One third of patients admitted to ICU died, with higher mortality of 43% observed, in patients receiving mechanical ventilation. This mortality is below that described in a recent meta-analysis4 that included more than 14,000 patients in 44 studies, which estimates mortality in ventilated patients by a percentage greater than 80%. Although remarkable heterogeneity was observed in the selected studies, weaknesses in the follow-up of those patients still admitted, and most studies came from the Asian continent, where the published series point to a worrying high mortality in mechanically ventilated patients.5–8 The Spanish publications documented to date express short series of no more than 50 patients coinciding with the clinical profile, ventilatory requirements and prognosis described in our study.9–13 Published series of Italian patients from the Lombardy region14 document mortality similar to that observed in our study, and in the New York area, a study describes a mortality of 24.5% in mechanically ventilated patients, these results should be analyzed considering the limitation that at that time most continued receivinfg mechanical ventilation, 72.2% of patients, and had only been discharged from ICU a 3.3% of patients, so mortality can be expected to be higher.15 In the Seattle series, they documented 50% mortality and there are still being mechanically ventilated patients when they published it.16

In a novel way, lopinavir/ritonavir administration is identified as a protective factor. This finding deserves to be interpreted wisely, since there were no differences in the univariant analysis, turns out to be significant in the multivariate analysis of the total cohort of patients but not in the subgroup that received mechanical ventilation. This is the only study group up to our knowledge that provides this evidence. To control the potential weaknesses of an obervational study in an environment changing treatment guidelines, we have performed a propensity score analysis, which was included in the final model maintaining as a protective factor the treatment with lopinavir/ritonavir.

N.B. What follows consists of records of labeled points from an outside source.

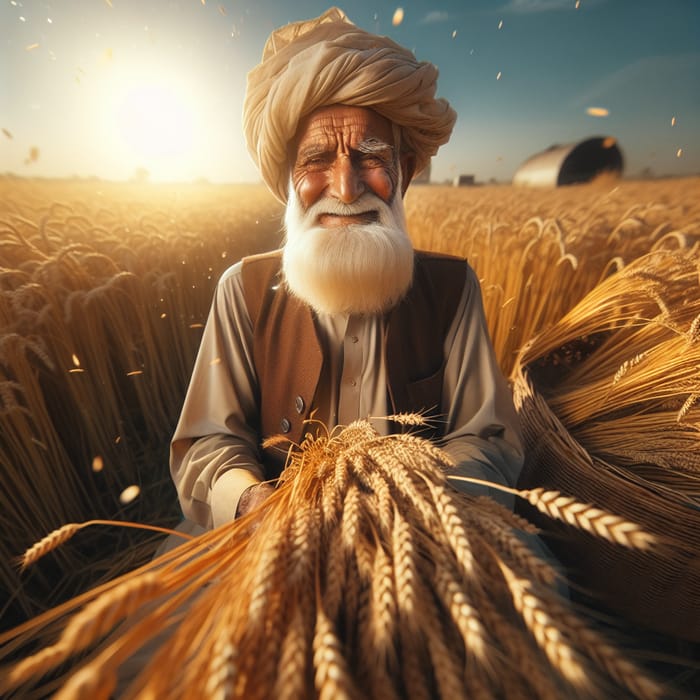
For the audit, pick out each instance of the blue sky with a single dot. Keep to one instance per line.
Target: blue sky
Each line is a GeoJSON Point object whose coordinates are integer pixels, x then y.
{"type": "Point", "coordinates": [102, 87]}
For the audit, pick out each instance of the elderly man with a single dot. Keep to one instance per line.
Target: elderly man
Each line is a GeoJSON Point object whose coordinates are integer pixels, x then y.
{"type": "Point", "coordinates": [347, 321]}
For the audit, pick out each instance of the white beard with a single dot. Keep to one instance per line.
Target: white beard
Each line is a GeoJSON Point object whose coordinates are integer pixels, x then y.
{"type": "Point", "coordinates": [354, 269]}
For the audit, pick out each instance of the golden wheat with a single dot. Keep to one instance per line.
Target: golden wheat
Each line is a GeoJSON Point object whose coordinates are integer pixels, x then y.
{"type": "Point", "coordinates": [349, 599]}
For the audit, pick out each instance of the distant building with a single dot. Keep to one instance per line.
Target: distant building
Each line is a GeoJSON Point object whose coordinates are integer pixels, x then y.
{"type": "Point", "coordinates": [464, 181]}
{"type": "Point", "coordinates": [572, 163]}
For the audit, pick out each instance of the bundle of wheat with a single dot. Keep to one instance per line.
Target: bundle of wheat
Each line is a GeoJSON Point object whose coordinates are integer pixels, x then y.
{"type": "Point", "coordinates": [365, 575]}
{"type": "Point", "coordinates": [608, 402]}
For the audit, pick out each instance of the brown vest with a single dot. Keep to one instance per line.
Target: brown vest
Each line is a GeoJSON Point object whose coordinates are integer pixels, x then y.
{"type": "Point", "coordinates": [288, 357]}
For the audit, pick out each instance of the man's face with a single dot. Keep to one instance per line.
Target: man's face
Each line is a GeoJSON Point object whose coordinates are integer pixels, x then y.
{"type": "Point", "coordinates": [347, 249]}
{"type": "Point", "coordinates": [340, 153]}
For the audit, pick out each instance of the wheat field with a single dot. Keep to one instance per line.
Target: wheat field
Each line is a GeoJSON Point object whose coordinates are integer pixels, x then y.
{"type": "Point", "coordinates": [591, 295]}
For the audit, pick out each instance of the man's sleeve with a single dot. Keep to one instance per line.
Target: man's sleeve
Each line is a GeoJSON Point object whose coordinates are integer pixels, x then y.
{"type": "Point", "coordinates": [483, 432]}
{"type": "Point", "coordinates": [214, 453]}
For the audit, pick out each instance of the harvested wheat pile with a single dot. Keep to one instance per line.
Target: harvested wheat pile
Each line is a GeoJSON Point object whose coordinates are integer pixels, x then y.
{"type": "Point", "coordinates": [608, 400]}
{"type": "Point", "coordinates": [365, 575]}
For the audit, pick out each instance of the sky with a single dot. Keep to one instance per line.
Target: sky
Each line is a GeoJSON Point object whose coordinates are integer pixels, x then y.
{"type": "Point", "coordinates": [103, 88]}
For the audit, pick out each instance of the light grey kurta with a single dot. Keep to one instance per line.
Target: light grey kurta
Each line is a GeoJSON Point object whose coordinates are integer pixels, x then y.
{"type": "Point", "coordinates": [215, 452]}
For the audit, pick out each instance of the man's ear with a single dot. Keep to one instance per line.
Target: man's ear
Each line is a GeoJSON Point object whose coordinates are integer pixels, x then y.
{"type": "Point", "coordinates": [407, 162]}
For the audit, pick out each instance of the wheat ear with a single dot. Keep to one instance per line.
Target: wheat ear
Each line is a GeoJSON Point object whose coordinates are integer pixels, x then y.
{"type": "Point", "coordinates": [61, 535]}
{"type": "Point", "coordinates": [581, 515]}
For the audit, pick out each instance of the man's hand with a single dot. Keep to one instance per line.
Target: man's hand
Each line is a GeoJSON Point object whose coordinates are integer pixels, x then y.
{"type": "Point", "coordinates": [252, 497]}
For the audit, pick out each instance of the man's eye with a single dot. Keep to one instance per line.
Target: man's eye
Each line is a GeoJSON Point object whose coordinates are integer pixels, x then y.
{"type": "Point", "coordinates": [315, 162]}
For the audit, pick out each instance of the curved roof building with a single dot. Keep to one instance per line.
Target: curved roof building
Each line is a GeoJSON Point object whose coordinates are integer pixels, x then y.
{"type": "Point", "coordinates": [572, 163]}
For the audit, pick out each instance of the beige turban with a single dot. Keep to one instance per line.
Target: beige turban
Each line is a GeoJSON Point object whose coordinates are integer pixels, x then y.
{"type": "Point", "coordinates": [329, 60]}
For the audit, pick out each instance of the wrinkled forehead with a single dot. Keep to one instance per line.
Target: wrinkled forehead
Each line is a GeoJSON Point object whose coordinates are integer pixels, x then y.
{"type": "Point", "coordinates": [326, 127]}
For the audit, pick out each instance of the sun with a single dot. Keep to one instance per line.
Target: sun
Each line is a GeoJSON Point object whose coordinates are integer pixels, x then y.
{"type": "Point", "coordinates": [155, 122]}
{"type": "Point", "coordinates": [152, 122]}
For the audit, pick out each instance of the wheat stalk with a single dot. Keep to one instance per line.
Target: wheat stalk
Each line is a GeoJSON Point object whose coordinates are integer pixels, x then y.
{"type": "Point", "coordinates": [584, 516]}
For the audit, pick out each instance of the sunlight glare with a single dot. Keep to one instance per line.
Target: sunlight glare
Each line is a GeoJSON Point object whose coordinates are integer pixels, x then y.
{"type": "Point", "coordinates": [154, 122]}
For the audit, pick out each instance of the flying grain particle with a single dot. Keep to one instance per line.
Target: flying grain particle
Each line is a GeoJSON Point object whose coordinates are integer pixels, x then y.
{"type": "Point", "coordinates": [597, 112]}
{"type": "Point", "coordinates": [130, 492]}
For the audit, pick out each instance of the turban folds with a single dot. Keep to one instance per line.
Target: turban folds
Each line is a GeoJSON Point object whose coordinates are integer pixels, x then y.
{"type": "Point", "coordinates": [327, 61]}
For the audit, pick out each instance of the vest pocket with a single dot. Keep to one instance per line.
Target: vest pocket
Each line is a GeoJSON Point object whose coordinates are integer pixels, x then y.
{"type": "Point", "coordinates": [425, 395]}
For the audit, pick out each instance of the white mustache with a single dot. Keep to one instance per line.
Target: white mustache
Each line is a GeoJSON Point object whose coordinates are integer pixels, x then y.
{"type": "Point", "coordinates": [365, 204]}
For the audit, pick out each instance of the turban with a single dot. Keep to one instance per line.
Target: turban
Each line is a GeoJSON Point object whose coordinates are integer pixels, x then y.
{"type": "Point", "coordinates": [327, 61]}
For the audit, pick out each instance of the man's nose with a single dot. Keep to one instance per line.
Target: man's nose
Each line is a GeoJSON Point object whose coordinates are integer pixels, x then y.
{"type": "Point", "coordinates": [347, 183]}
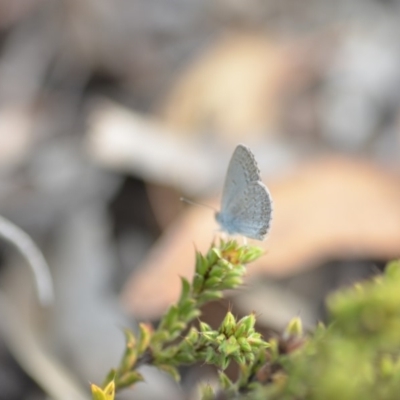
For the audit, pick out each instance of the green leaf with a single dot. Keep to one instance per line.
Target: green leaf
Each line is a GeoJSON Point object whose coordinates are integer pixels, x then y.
{"type": "Point", "coordinates": [145, 336]}
{"type": "Point", "coordinates": [225, 382]}
{"type": "Point", "coordinates": [186, 288]}
{"type": "Point", "coordinates": [169, 369]}
{"type": "Point", "coordinates": [128, 379]}
{"type": "Point", "coordinates": [209, 296]}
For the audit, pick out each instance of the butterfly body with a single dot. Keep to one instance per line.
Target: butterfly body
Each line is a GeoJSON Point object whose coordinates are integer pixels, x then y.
{"type": "Point", "coordinates": [246, 204]}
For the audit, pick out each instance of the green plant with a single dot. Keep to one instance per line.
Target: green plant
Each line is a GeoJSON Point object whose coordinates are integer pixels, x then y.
{"type": "Point", "coordinates": [357, 356]}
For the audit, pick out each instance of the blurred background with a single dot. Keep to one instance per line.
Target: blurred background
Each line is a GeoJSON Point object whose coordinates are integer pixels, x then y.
{"type": "Point", "coordinates": [112, 110]}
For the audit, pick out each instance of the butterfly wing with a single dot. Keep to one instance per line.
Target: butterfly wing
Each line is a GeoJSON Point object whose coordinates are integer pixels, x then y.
{"type": "Point", "coordinates": [249, 213]}
{"type": "Point", "coordinates": [246, 205]}
{"type": "Point", "coordinates": [242, 169]}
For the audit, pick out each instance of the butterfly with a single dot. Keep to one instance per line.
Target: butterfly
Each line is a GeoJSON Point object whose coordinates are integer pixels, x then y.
{"type": "Point", "coordinates": [246, 206]}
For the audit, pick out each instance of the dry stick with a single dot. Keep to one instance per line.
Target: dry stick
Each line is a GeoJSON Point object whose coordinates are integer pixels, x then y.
{"type": "Point", "coordinates": [54, 379]}
{"type": "Point", "coordinates": [41, 272]}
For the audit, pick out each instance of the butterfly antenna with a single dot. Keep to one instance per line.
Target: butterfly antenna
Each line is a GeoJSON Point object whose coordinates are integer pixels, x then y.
{"type": "Point", "coordinates": [193, 203]}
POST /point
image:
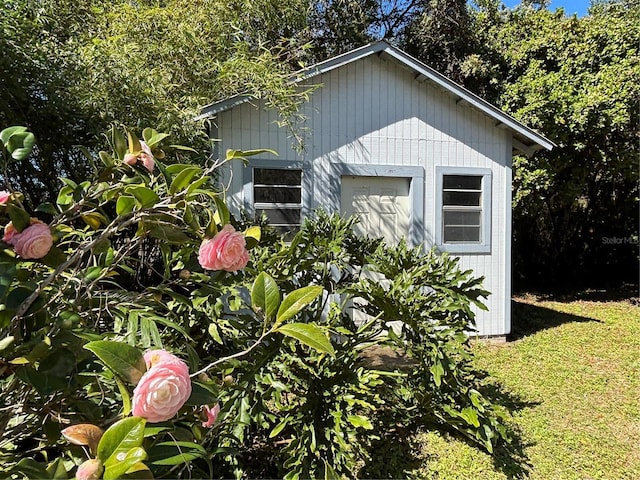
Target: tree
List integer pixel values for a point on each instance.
(70, 69)
(578, 81)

Of course, this finding should be endorsed in randomized studies, but it opens up a possibility of treatment in this entity with so few therapeutic options. The clinical trial of Cao B y cols17 conducted in 199 patients showed no benefits in treatment, but we must take into account that the population studied is notably far from the clinical profile of critically ill represented in our series. Only one patient was included in the defined category 6 who contemplates hospitalization with mechanical ventilation, ECMO or both treatments and only 15% within category 5 requiring high flow oxygen therapy or non-invasive ventilation. In addition, randomization occurred 13 days after the onset of symptoms, an average time significantly longer than documented in our series that was 8 days, it seems key as has happened in other infectious diseases for other causes that the administration of antibiotic or antiviral treatment achieves the best benefits as soon as possible are administered.18,19

Recently, RECOVERY study results about lopinavir/ritonavir has been published, conducted at 176 hospitals in the United Kingdom, this study does not demonstrate benefits in terms of survival, but we have to discuss the eligibility of participants with a high number of losses because they did not have treatment available, do not consider it appropriate or were receiving other treatments. In addition, the percentage of critically ill patients was very low and the days after the onset of symptoms when treatment was prescribed exceeded one week.20

Unfortunately, the newly demonstrated benefits in viral load reduction, clinical improvement and modulation of inflammatory response with combined administration of lopinavir/ritonavir with interferon and ribavirin21 barely anecdotally contemplated the inclusion of critically ill patients in their study.

We have not observed benefits in all other antiviral treatments used, hydroxychloroquine and interferon, although the use of remdesivir was minorityly used due to restrictions on its access to critical patients in the early months of the pandemic.

The benefits currently demonstrated22 were not seen in the subgroup of patients receiving mechanical ventilation although it should be noted that it was not the primary objective of the study. The need for clinical trials specifically targeting the critically ill with respiratory infection with SARS-CoV-2 infection has become a long-awaited necessity.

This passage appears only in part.